Seven of the last 12 days of scheduled cricket here have been complete washouts, so in a summer of gratitude for small mercies, the 65 overs of play which were possible before another band of rain arrived were much appreciated, not least for the pleasure provided by another eminently watchable innings from England's in-form batsman Ian Bell.
The only disappointment was that it ended too soon, not long after he had passed 50 for the sixth time in eight innings after his success in the one-day series against Australia, which he began with a brilliant 126 at Hampshire. He had just driven Sussex's Australian seamer, Steve Magoffin, past mid-off for his 10th boundary but mistimed the next ball, a shorter one that he pulled straight to the fielder at midwicket.
Still, it had been a bonus to see him at all, given how infrequently some England players are allowed to turn out for their counties. Bell had the option to miss this match, in common with his clubmate, Jonathan Trott, who chose to rest, and would have been readily excused given it coincided with his wife Chantal – who is expecting their first child – undergoing an ultrasound scan which he wanted to attend.
But as eager as he was to be a supportive husband, he also wanted the opportunity to face a red ball again before England's First Test against South Africa at The Oval next week and, aided by a noon start, was able to do both.
"It's all down to the individual, whatever gets you in the right frame of mind for a Test match," he said. "With the weather we've had it is good to get any time in the middle. I have been feeling in good nick and I just want to keep that going."
He enjoyed an entertaining joust with his England colleague, Monty Panesar, who is bowling well this season, as he demonstrated in the way he removed the danger being posed by Will Porterfield, who had clipped him through midwicket for his seventh four to reach 43 but was leg before playing back as Monty hurried the next ball through out of the rough. Warwickshire were 175 for three when play was called off.

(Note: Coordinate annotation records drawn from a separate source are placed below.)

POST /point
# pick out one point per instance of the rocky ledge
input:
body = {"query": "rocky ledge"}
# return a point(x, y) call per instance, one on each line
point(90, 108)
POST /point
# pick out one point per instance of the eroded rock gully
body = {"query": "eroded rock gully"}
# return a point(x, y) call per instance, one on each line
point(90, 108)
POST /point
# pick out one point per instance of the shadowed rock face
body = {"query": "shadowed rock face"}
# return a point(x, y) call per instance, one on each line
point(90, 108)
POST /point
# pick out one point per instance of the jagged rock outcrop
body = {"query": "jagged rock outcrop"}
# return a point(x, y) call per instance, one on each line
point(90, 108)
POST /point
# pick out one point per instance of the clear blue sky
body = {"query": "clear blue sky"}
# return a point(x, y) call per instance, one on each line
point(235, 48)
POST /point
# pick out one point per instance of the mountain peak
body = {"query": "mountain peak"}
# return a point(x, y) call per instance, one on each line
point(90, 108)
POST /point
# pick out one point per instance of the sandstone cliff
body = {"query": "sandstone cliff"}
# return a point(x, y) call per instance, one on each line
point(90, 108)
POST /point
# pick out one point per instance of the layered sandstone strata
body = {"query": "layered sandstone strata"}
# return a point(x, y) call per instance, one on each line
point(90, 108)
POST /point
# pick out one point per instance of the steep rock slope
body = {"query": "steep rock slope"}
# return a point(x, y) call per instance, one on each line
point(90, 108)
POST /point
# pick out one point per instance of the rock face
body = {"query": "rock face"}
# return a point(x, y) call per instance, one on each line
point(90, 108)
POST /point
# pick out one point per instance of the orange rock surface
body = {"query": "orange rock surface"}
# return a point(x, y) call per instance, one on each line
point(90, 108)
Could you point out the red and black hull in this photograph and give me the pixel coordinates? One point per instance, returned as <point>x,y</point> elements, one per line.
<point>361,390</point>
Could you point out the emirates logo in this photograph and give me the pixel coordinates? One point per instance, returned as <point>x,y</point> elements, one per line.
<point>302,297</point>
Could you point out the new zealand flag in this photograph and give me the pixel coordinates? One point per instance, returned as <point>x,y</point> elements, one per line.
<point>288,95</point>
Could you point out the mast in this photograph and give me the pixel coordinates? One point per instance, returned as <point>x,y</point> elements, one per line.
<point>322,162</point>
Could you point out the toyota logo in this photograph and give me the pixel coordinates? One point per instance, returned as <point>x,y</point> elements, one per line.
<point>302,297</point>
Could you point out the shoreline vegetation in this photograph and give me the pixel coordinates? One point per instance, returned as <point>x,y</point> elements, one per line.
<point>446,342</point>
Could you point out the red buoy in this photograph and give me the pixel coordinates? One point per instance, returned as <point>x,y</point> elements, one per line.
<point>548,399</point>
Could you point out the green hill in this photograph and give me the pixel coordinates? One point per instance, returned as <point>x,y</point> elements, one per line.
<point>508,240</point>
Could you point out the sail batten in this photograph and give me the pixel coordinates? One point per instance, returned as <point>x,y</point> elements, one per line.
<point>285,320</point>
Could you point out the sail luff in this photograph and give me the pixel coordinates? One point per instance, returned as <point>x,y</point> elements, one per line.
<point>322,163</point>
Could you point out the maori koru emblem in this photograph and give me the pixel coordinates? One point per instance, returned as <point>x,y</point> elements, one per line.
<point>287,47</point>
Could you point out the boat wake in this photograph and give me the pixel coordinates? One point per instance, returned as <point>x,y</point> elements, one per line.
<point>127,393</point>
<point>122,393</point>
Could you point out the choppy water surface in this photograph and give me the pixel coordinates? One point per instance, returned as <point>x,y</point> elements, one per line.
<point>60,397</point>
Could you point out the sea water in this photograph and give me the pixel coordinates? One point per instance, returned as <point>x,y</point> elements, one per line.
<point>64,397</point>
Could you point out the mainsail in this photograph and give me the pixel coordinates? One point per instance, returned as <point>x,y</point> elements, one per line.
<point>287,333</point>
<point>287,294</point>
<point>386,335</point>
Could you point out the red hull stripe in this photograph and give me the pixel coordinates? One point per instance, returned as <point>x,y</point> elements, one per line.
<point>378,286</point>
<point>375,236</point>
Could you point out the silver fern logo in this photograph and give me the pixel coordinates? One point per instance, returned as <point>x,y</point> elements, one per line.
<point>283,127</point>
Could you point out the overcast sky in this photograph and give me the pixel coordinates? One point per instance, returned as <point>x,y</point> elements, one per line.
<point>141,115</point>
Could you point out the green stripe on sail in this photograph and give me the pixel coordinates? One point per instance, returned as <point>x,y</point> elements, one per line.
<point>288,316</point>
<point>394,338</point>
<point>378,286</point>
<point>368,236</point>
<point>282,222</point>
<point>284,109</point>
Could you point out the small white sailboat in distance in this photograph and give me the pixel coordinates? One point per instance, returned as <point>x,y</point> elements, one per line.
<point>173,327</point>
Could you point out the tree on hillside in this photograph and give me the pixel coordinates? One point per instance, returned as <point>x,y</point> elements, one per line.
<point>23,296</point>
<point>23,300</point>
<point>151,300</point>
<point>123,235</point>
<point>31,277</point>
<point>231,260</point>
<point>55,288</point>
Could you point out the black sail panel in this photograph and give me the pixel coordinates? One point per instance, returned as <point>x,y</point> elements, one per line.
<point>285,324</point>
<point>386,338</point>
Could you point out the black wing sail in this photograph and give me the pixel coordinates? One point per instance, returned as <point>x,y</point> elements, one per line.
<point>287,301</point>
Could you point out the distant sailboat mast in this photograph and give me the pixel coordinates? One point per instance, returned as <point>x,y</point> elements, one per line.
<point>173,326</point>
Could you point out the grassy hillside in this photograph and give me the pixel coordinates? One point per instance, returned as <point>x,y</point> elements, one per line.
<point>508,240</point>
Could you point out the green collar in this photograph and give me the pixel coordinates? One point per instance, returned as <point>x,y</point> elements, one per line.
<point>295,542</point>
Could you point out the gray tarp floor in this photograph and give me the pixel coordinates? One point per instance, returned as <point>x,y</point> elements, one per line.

Title rivals Nottinghamshire, meanwhile, established a substantial lead before the rain swept into Uxbridge. Having bowled out Middlesex for 98 on Wednesday, Chris Read's side advanced from 114-4 overnight to 329 all out.
Despite losing their last five wickets for 41, this gave them a lead of 231, the bulk of their runs coming in a 143-run partnership for the sixth wicket between Read (71) and the Australian Adam Voges (105).
There was an early finish to day two at Guildford but Lancashire are well placed at 425 for seven in their first innings after Steven Croft become their second century-maker.